Galerie Roger Bellemare/Galerie Christian Lambert is showing a Lyne Lapointe series of ink prints on paper of an unchanging figure she calls garçon singe – monkey boy. This chimp sits in a relaxed yet tense pose, with a palpable sense of human self-consciousness and a look in the eyes that could be fear, or wonder. Lapointe sets him on a burro, near a giant seahorse, or suspended near the end of a bed. There's dark whimsy in these childlike transfers, in which the supposed naturalness of the animal realm collides with the more studied presentation of the human self.

At Galerie Dominique Bouffard, Daniel Barkley has one knockout new canvas: The Rape of the Sabine Women, a classical-looking acrylic of a mythic scene treated in less satirical fashion by Nicolas Poussin and others. Barkley sites the capture near a shattered statue by the sea, where half-naked men wearing Napeolonic tunics carry off women in lingerie. One man in chest armour holds a coaster bike near a graffiti-streaked wall, while two women being abducted in opposite directions hail each other like sisters. Barkley has a playful sense of just how much rhetorical force remains in the visual language he's playing with, and the result still registers as a shocking violation.

At Galerie Laroche/Joncas, veteran sculptor Gilles Mihalcean is showing surrealistic works in wood and plaster. A giant finger joint in silver and gold lies on a pedestal, with a key-lock plate at its severed end. A white plaster torso of a suited man trails a long hank of yellow hair from where his arm should be, while his pedestal leaks wooden detritus, including a wooden skull. There's definitely a streak of Pop Art here, but Mihalcean is also doggedly pursuing the possibilities of his materials, and the limits of his imagination.

Galerie Donald Browne has Group Show, a small selection of pieces by Louis Fortier, in which the sculptor has pressed numerous resin impressions of his own face into wall pieces. The largest is a mucky-looking black and brown mélange, in which the collapsed faces (none of which look exactly alike) resemble preserved remains pulled from a bog. Shroud-like twists of fabric run between them. The piece is both a memento mori and a reflection of the great decorative arrangements of bones and skulls found in some European crypts.

Forget says the Belgo gallerists are "working on our visibility," through jamborees such as the Soirée Belgo, a periodic event during which galleries stay open till 10 and bring in musicians.

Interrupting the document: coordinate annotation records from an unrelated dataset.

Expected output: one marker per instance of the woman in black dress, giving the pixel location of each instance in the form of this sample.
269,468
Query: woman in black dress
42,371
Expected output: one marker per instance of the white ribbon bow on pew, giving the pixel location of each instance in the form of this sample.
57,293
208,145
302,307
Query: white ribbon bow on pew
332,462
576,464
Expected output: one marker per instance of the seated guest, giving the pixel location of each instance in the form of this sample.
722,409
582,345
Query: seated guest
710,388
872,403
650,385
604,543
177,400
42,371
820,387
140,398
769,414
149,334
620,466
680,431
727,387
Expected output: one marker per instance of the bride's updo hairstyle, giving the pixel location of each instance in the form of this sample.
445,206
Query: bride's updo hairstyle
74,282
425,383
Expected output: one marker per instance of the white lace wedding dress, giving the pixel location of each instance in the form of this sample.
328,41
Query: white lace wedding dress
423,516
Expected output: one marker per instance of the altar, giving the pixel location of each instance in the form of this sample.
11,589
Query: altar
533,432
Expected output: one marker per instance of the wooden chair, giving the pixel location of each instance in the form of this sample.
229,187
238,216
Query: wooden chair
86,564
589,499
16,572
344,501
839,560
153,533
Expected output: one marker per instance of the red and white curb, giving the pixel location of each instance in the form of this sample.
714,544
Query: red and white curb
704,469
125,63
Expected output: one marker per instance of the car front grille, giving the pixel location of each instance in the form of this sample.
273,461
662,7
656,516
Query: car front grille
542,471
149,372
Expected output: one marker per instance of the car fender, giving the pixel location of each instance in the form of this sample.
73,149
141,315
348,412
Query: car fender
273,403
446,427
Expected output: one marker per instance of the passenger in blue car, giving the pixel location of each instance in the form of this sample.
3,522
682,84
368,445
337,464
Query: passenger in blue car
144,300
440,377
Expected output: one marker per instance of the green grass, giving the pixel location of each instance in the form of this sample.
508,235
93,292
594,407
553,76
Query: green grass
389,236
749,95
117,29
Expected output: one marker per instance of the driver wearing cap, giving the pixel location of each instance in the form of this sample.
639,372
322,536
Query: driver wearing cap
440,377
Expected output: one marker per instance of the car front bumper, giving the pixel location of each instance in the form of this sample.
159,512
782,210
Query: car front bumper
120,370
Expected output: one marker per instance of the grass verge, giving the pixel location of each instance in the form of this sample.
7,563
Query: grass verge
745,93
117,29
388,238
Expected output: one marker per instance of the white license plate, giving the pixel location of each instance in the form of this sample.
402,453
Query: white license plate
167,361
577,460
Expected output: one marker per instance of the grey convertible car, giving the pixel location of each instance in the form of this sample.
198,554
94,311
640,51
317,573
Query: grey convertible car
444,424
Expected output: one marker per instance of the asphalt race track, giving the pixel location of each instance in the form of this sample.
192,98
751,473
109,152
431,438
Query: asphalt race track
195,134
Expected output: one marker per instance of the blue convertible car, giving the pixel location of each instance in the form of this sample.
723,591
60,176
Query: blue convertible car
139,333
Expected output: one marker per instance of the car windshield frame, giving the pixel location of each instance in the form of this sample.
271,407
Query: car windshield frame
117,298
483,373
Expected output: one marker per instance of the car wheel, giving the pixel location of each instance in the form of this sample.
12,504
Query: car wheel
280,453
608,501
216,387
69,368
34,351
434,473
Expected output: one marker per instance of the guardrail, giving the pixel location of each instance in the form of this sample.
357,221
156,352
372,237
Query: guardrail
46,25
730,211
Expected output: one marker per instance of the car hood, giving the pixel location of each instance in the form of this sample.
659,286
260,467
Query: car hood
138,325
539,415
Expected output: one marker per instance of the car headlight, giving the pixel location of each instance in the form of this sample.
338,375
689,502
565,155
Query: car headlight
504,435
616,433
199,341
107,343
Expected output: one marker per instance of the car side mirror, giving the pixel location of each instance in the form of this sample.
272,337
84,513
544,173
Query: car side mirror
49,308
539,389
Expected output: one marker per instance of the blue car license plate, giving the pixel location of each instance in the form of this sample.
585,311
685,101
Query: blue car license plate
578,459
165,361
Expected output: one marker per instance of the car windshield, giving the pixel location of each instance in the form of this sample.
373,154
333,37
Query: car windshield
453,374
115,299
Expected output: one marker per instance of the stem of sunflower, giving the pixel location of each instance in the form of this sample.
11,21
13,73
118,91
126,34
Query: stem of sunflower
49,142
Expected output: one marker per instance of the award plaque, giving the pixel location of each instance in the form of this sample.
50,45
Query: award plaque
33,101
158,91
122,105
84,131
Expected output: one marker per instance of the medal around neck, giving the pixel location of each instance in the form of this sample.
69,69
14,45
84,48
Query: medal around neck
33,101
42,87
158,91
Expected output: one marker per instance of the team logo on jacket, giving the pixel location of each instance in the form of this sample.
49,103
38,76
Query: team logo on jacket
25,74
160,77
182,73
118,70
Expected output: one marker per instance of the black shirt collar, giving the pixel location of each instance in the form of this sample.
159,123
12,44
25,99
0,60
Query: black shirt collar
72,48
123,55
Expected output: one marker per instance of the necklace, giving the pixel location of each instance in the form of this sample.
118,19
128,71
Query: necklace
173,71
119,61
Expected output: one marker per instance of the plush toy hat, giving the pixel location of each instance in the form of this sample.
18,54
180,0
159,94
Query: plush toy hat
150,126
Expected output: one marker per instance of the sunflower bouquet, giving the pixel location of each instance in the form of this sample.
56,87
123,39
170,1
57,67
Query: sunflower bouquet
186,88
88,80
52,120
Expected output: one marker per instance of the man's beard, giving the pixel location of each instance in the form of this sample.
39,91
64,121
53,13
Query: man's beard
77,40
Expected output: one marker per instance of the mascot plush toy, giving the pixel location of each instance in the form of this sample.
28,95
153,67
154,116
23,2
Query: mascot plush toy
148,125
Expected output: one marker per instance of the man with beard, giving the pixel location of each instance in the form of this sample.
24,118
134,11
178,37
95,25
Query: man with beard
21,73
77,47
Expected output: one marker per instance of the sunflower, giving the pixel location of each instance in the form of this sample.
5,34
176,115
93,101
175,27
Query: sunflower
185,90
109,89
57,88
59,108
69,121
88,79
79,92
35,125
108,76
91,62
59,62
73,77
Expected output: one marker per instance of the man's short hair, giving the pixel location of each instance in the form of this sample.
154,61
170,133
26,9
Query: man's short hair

But increased visibility isn't enough for Donald Browne, who told me he's closing his doors at the end of April after 10 years at the Belgo, and not because of the location.

"The market has changed so much, and not in a good way," he said. "I always thought that the museums led the collectors, but they don't really." The art he handles is just too hard to sell, he said, even though he has represented the likes of Patrick Bernatchez, who recently had a significant exhibition at Montreal's Musée d'art contemporain. "I'm still making money," Browne said, but he often doubts that his buyers understand what they're getting. The eye of the beholder is not always focused on what's truest in contemporary visual art.